I also find it interesting that we are supposed to feel so guilty about the treatment of America’s indigenous people that we can’t allow ourselves to celebrate Columbus Day or Thanksgiving. Columbus Day is now controversial because Howard Zinn, a Marxist hack disguised as a historian went out of his way to defame Christopher Columbus by taking his words out of context. There was an excellent book on the subject titled “Debunking Howard Zinn: Exposing the Fake History that Turned a Generation Against America” by Mary Grabar. To be fair, I don’t think there are that many people who celebrate Columbus Day anyway. Thanksgiving on the other hand is a different story, though it never made any sense why this holiday is now controversial. I always thought that celebrating one of the few days when both sides were peacefully breaking bread at the same table instead of killing each other was a good thing. To me it’s just as trivial and nonsensical as issues such as giving sports teams Indian related names or whether non-Indians should be allowed to wear fetters or headdresses for Halloween.

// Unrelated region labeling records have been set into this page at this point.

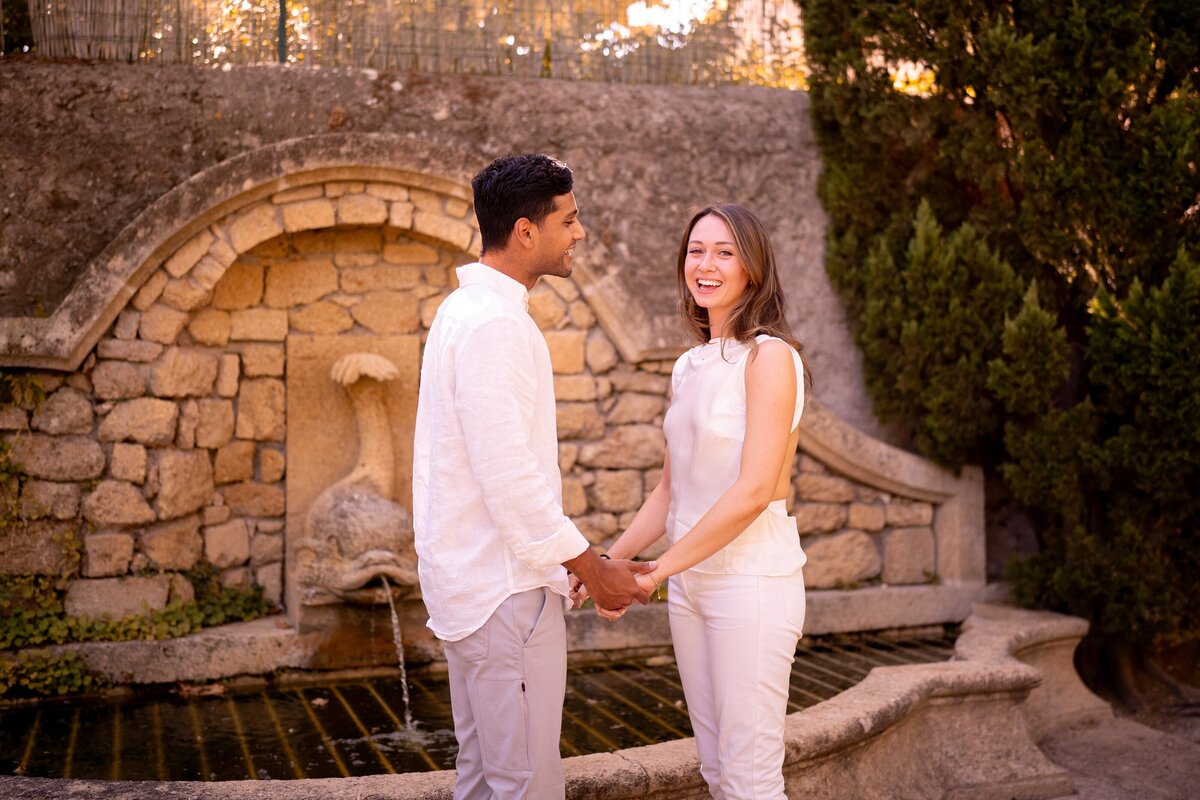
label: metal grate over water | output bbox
[0,628,956,781]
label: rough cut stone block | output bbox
[228,203,283,253]
[544,331,587,375]
[279,198,335,233]
[64,575,170,619]
[196,397,233,449]
[254,564,283,603]
[366,184,408,200]
[204,519,250,570]
[587,329,619,375]
[804,530,882,589]
[221,566,251,589]
[139,515,204,570]
[150,348,217,397]
[846,503,884,530]
[200,498,233,525]
[558,441,580,475]
[337,194,388,225]
[187,308,230,347]
[130,270,170,311]
[342,264,422,294]
[793,503,847,535]
[413,211,475,249]
[229,308,288,342]
[108,443,146,483]
[113,308,142,339]
[32,386,95,434]
[578,425,666,469]
[883,528,937,584]
[212,261,263,311]
[887,498,934,528]
[0,519,79,575]
[223,482,284,517]
[529,288,566,331]
[350,291,421,333]
[83,534,133,578]
[288,300,354,336]
[556,403,604,439]
[263,258,337,308]
[20,479,79,519]
[163,230,212,278]
[250,534,283,566]
[175,399,200,450]
[162,278,211,311]
[5,433,104,481]
[271,184,325,205]
[588,469,642,511]
[258,447,287,483]
[568,300,596,331]
[606,368,671,397]
[217,353,241,397]
[83,481,155,527]
[91,361,146,399]
[383,242,442,266]
[241,344,283,378]
[187,253,228,294]
[388,200,415,230]
[96,339,162,362]
[563,477,588,517]
[138,303,187,344]
[796,473,854,503]
[238,378,286,441]
[212,441,254,483]
[0,404,29,431]
[608,392,662,425]
[155,450,214,519]
[554,375,596,402]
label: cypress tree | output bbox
[800,0,1200,702]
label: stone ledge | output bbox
[0,604,1096,800]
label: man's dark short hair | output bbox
[470,152,574,253]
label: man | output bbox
[413,155,653,800]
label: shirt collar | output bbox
[456,261,529,311]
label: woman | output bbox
[588,205,806,800]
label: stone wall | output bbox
[0,167,982,615]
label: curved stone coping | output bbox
[799,401,986,587]
[0,133,476,372]
[0,606,1086,800]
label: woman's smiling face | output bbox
[684,213,750,338]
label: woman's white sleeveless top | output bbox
[662,335,805,576]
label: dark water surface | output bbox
[0,628,958,781]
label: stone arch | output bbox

It’s these nonsensical issues that actually distract from the real problems that the decedents of America’s original people face every day. Just about anybody who has ever visited a modern Indian Reservation will tell you that it is almost like visiting a third-world country. There the inhabitants are plagued with crime, alcoholism and poverty. When I say poverty, I don’t mean Inner City poverty where you can still find shops that sell five-hundred-dollar Air Jordans. As Dinesh D’Souza once put it, the reservations are so poor that you won’t find a Starbucks or a McDonald’s there. Seriously how poor does a society have to be not to even have a McDonald’s? Yet, there seems to be more outrage over sports teams having Indian related names or Indian mascots. I even remember an Indian activist on Twitter who complained about the way that Native Americans were portrayed in Avatar. Apparently, nobody told her that the tribal people in Avatarr were aliens and not Native Americans. The fact that they were blue and ten feet tall should have been her first clue. I even tweeted this woman and told her that it must be nice to have finally solved all the problems that her people face everyday on the reservations, so that she can spend her time complaining about a fictional race of people that only has a passing resemblance to America’s indigenous people (if that).

The real solution is for the government to get the hell out of the way, but of course that is a solution that so-called activists will never get behind. These activists don’t want their pets to find Independence, otherwise they will be out of a job.